So what and how do we read the message of Jesus today in this light. Revolutionaries would want to blast them into the stratosphere, to annihilate the perpetuators of rottenness and systems that advantage those who already have it all. Again, we understand this.

 

But what does Jesus say. To my reading he says they are sick and that they need compassion and mercy in their sickness. While that sounds wonderful and true it is a bitter pill to swallow if you have lost everything, if you are dying painfully because you can’t afford health care, if laws and shonky lawyers prop up the rich because they can afford them, and therefore they can get even more.
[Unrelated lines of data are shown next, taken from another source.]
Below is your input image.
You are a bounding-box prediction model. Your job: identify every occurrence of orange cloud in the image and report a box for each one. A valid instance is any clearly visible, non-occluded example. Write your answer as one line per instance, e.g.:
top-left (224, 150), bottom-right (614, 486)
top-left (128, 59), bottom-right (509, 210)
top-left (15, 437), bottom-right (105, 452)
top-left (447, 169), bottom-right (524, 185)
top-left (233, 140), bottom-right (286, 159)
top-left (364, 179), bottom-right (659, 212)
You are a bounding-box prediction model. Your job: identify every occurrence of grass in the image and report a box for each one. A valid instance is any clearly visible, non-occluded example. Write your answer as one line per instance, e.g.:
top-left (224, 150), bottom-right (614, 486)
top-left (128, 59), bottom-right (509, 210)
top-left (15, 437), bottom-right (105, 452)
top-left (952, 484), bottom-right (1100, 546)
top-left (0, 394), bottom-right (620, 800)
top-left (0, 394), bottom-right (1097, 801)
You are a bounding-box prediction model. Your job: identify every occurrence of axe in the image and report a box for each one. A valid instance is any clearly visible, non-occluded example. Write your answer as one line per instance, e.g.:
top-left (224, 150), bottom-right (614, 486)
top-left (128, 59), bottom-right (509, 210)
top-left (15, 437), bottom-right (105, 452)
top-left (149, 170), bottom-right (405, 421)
These are scenarios that we are all familiar with.

 

When I was reading around this subject I read the story of the Jim and Tammy Faye Bakker.

 

They had an extensive PTL ministry – supposedly “Praise the Lord” but the press called it ‘pass the loot.’ In 1986 their income was $129 million and they had all sorts of major assets- theme parks and TV channels begging for funds for ‘the Lord’s work.’ It was a scam and Jim Bakker was convicted for fraud and went to jail. He was deserted by everybody. Billy Graham came and visited and remained his friend and took him to church when he was released. And did he do it all again but differently I wonder?

 

 

In the same manner many big corporations in New Zealand in the 1980’s and in the US just recently scammed enormous amounts of money from people who could never recover it – whose lives were devastated by these fraudsters – only to have them pop up later with the same lifestyle with riches and possesions galore. We wonder frustratedly – where is the justice and we become cynical and a sense of hopelessness begins to creep in.

 

Jesus rebukes the Pharisees because they are hardhearted – they have lost their sense of mercy and compassion. That mercy and compassion are not just for the physically wounded, the voiceless, the poor, hungry and disenfranchised but for all people.

 

And here is the hardest call for me – to have compassion on the limited senses of these mega rich titans of our world, to be aware of their impoverishment as they actively gorge upon the flesh of their fellow humans, as they condone every vile atrocity in their greed for more and yet more. That the lust for power, for prominence, for accumulation are most dangerous traits of all – that it in their wake they threaten the destruction of life – Jesus asks us to feel compassion and mercy for the sickness that invades dark souls such as these. 

 

And it is right that we do – it does not mean that we have no voice to protest, no arm to write – but to keep our own humanity we must, and to realize that we too are imperfect and forgiven and that we are called to live the immeasurable grace that is God amongst us. That if we do not we too become like the Pharisees – hardhearted and lacking in mercy for the sick and the blind such as these.